Havia alguns que o matavam só na parte da tarde a seguir ao meio-dia. Em casa dos meus avós e do meu pai era sempre de manhã. Juntava-se a família de manhã, matava-se o porco chamuscava-se, tudo isso. Ainda hoje gostava de fazer. Gostava de criar um porco e juntar uma irmã que tenho e o cunhado, os meus filhos e os meus sobrinhos:

-Vá! Vamos matar o porco!

Antigamente, a gente segurava-o. Apanhava-o três pessoas. Por maior que fosse o porco, duas pessoas e a pessoa para o matar chegava bem. Não era preciso mais. Eu com um tio meu segurávamos o porco por maior que ele fosse. Não fugia! Tinha força, mas não fugia. Eu deitando-me em cima do banco, tanto ele fazia espernear como não. Dali é que já não saía mais, senão quando a gente o tirasse morto. Eu gostava de passar por aquilo.

Era chamuscado com carquejas que se iam buscar aí do mato. Não era com maçaricos. Chamuscava-se, daí rapava-se com uma faca, lavava-se bem lavadinho, tudo isso. Até a carne tinha outro gosto, outro cheiro, de ser chamuscada com o mato. As carnes cá eram muito boas. A carne de porco era boa. Era mesmo gostosa. Acabava-se de chamuscar, de o limpar, de o lavar, pendurava-se, punha-se o sangue que ele tinha botado, cozido com um pão. E tinto. Ao fim, ao meio-dia, havia o almoço. Já se começava a comer do porco. Ao meio-dia e à noite. Ainda hoje tenho saudades disso. Ainda hoje gostava de criar um porco só por causa disso. Faz-me mal a carne de porco, mas tenho pena dessa tradição.

Dava para fazer chouriços, dava para fazer presunto e tudo isso. Era salgado na salgadeira. Não havia arca congeladora. Não havia cá luz. Salgava-o, comia um bocadinho todo o ano e não se morria por causa da carne de porco estar salgada. Hoje morre-se por causa da carne de porco não estar fresca.

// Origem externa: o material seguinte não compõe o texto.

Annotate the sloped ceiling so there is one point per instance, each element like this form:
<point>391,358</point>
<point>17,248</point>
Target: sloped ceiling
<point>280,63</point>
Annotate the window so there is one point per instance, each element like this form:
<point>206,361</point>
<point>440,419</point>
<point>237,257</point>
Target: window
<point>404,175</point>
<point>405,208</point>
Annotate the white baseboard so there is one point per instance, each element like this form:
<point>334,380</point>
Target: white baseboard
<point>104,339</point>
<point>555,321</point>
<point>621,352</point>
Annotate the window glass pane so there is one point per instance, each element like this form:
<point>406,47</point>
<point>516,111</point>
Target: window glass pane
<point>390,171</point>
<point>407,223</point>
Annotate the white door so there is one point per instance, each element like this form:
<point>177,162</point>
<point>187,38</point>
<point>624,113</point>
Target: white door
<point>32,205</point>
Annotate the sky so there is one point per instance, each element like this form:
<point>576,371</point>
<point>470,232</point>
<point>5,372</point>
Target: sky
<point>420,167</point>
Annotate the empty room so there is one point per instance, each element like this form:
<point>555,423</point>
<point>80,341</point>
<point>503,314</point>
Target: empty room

Não percebo isso. Naquela altura, era assim que era conservada.

Cada um matava o porco e fazia aquelas partes que era para fazer as chouriças. Havia isso assim. Ao outro dia era desmanchado. Como a gente dizia, era posto numa arca com sal, os presuntos eram esfregados com sal, eram postos na arca, ficava ali tudo encamadinho e daí ia-se comendo um bocadinho cada dia.

Era regrado para todo o ano. Deixava-se um bocadinho de um presunto do pé para cozer na sopa no dia em que se matava o outro ao outro ano. Para a sopa ficar melhor. Hoje em dia dizem que isso faz muito mal. Naquela altura, fazia bem. Não percebo. Antes, iam ali até aos 90 e tais. Agora andam alguns, mas andam aí encostados a um pau de qualquer forma e feitio.